Philippines' Gig, Internet Economies Grew the 'Fastest' Driven by Pandemic Restrictions

In addressing the challenges faced by the greater unbanked and underserved populations in emerging economies like the Philippines, monetary authorities in different nations are looking into Open Finance as a key avenue for better financial inclusion.

Are you one of many who remain to be underserved in the financial services industry? Are you still deemed by traditional banks and other financial institutions as a high-risk borrower even if you could be earning more than their regular employees?

Chances are you have a decent source—or sources of income, but lacks proof-of-income. This experience is commonly heard among freelancers, gig workers and MSMEs or Micro, Small and Medium Enterprises. The missing link? Data! The availability of actual business transaction data or financial history to be exact.

For instance, you might be successful in doing part-time or gig economy jobs maybe as a ride-share or food delivery driver, personal shopper, freelance writer, or tasker but if you can't share those data of your side-hustles or sidelines as actual proof of income, then asserting them by word of mouth or by letter won't mean a thing to banks and other lenders.

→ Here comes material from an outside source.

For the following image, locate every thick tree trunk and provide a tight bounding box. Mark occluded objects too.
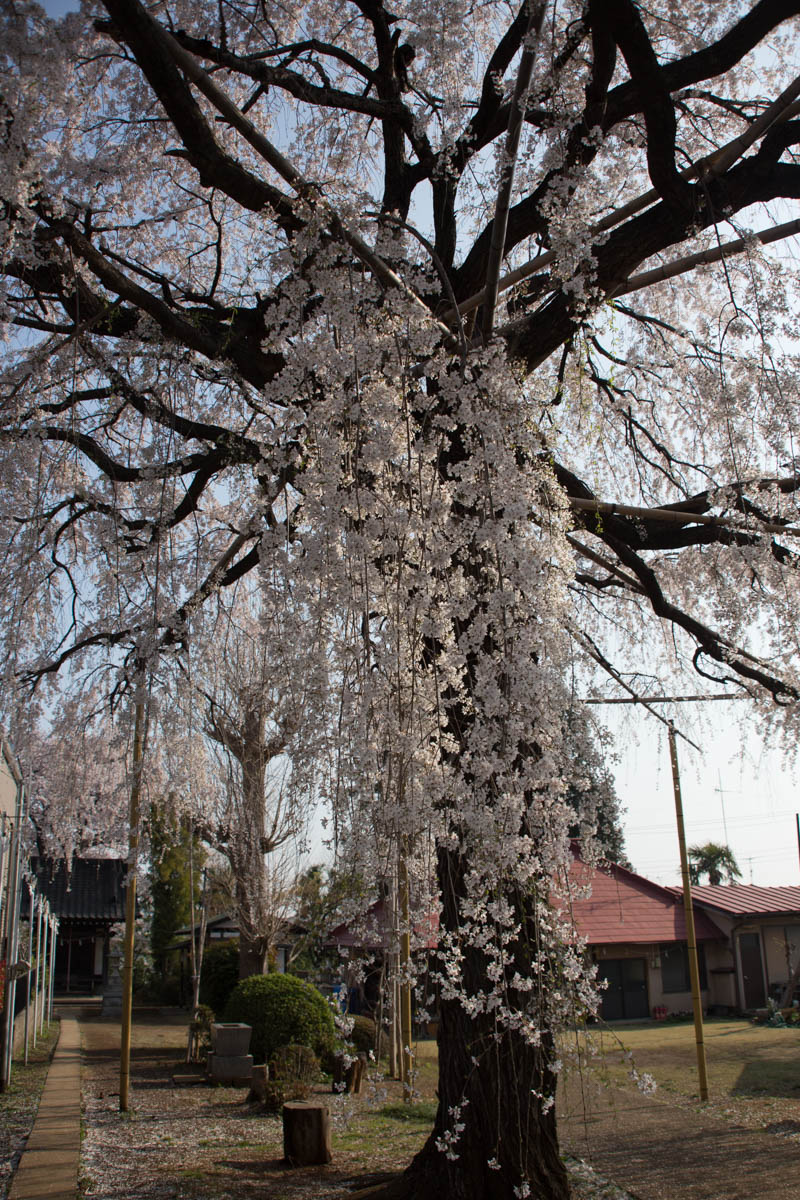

That is why even with the emergence of Open Banking or "Open Bank Data" in the past few years, it hardly had any impact in making the unbanked or underserved eligible for the newly created financial products and services since they don't have banking data to connect to.

Enter Open Finance

In addressing the challenges faced by the greater unbanked and underserved populations in emerging economies like the Philippines, monetary authorities in different nations are looking into Open Finance as a key avenue for better financial inclusion.

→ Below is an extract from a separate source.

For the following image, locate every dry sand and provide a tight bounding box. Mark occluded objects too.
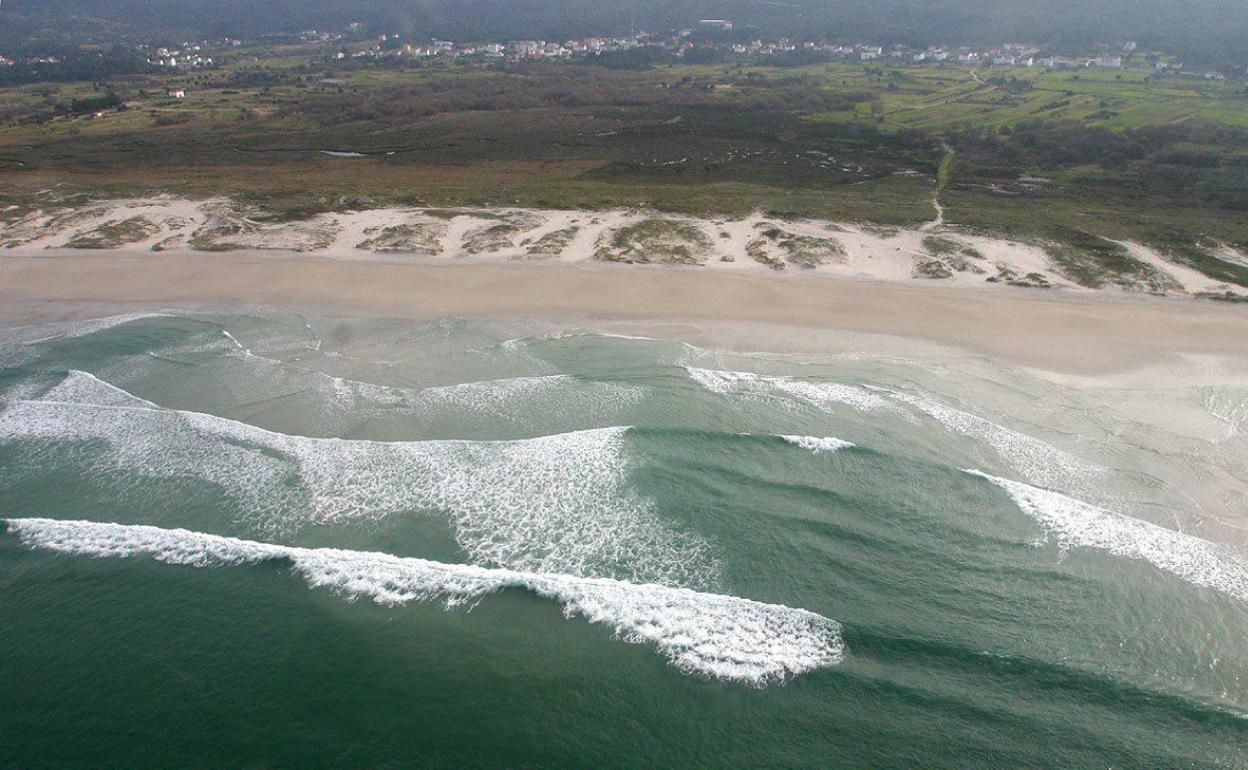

So what is Open Finance? Open Finance is a whole new ballgame in the financial services industry introducing a more holistic practice than its predecessor Open Banking since it deals with "finance data" as a whole and not just "bank data".

Open Finance is deemed beneficial to the marginalized sector like the self employed, those working in family workshops, the jeepney drivers, rural workers like fisherfolks and farmers. It will enable them to share their financial history contained in the e-commerce and delivery platforms they use including within wallet apps they get paid through or remit money from.

Rules of Play Set for Open Finance

In the Philippines, Open Finance has been gaining traction. In fact the country's central bank or Bangko Sentral ng Pilipinas (BSP) is now implementing its Open Finance framework through its initiative Open Finance Oversight Committee (OFOC) which recently gained support from the World Bank and the International Finance Corporation (IFC).

Launched last June, BSP's Open Finance framework encourages "consent-driven data portability, interoperability, and collaborative partnerships among financial institutions and third-party providers (TPPs)".

BSP's leadership maintains that customers and consumers should have full control in the granting of access to their financial data since they are the owners of their transaction data. And as the sharing of consumer data improves within the community of financial institutions and TPPs, the BSP expects that industry players could tailor fit financial products and services for the underserved and marginalized.

Among the wide variety of services that could be customized for the underserved include but not limited to: credit, investments, insurance, savings systems, pension funds, and private mortgages.

In setting its own standards and procedures, the OFOC is tasked to promote a “non-discriminatory membership” approach in order to cover all relevant sectors such as banks, non-bank financial institutions, electronic money issuers and operators of payment systems.

The central bank also plans to implement its framework with a tiered approach based on data sensitivity, types of data, and categories of data holders.

Both Open Finance and Open Banking are part of BSP’s three-year digital payments transformation roadmap targeting to convert at least 50 per cent of the total volume of retail payments into digital form and to onboard at least 70 per cent of Filipino adults to the financial system.

Smile API as Open Finance Player

Yet the actuality of Open Finance and Open Banking as data sharing models won't become possible without the existence of customized Application Programming Interface (API) that serves as the technology or tool that enables the collaboration of businesses and different financial institutions.

We at Smile API work to provide a reliable information infrastructure focused on Employment Data which involves both Open Banking and Open Finance, or we can even say "Open Everything" – in the context of user-authorized sharing and access to personal financial data.

Our API is designed to automate data exchange methods, processes and workflows at much less cost, and even providing better consumer experiences, enabling faster and more engaging transactions than traditional means.

As proof of our API's potential, diversified conglomerate CreditEase and tech investor Plug and Play have backed our efforts in enhancing our information infrastructure that interconnects data from businesses, workers, banks and fintech firms to our digital platform which both investors consider as the first of its kind in the Asia Pacific (APAC) Region.

The Smile API platform allows user-authorized access to valuable employment and income data from HR, payroll, e-commerce, and marketplace platforms through a single API.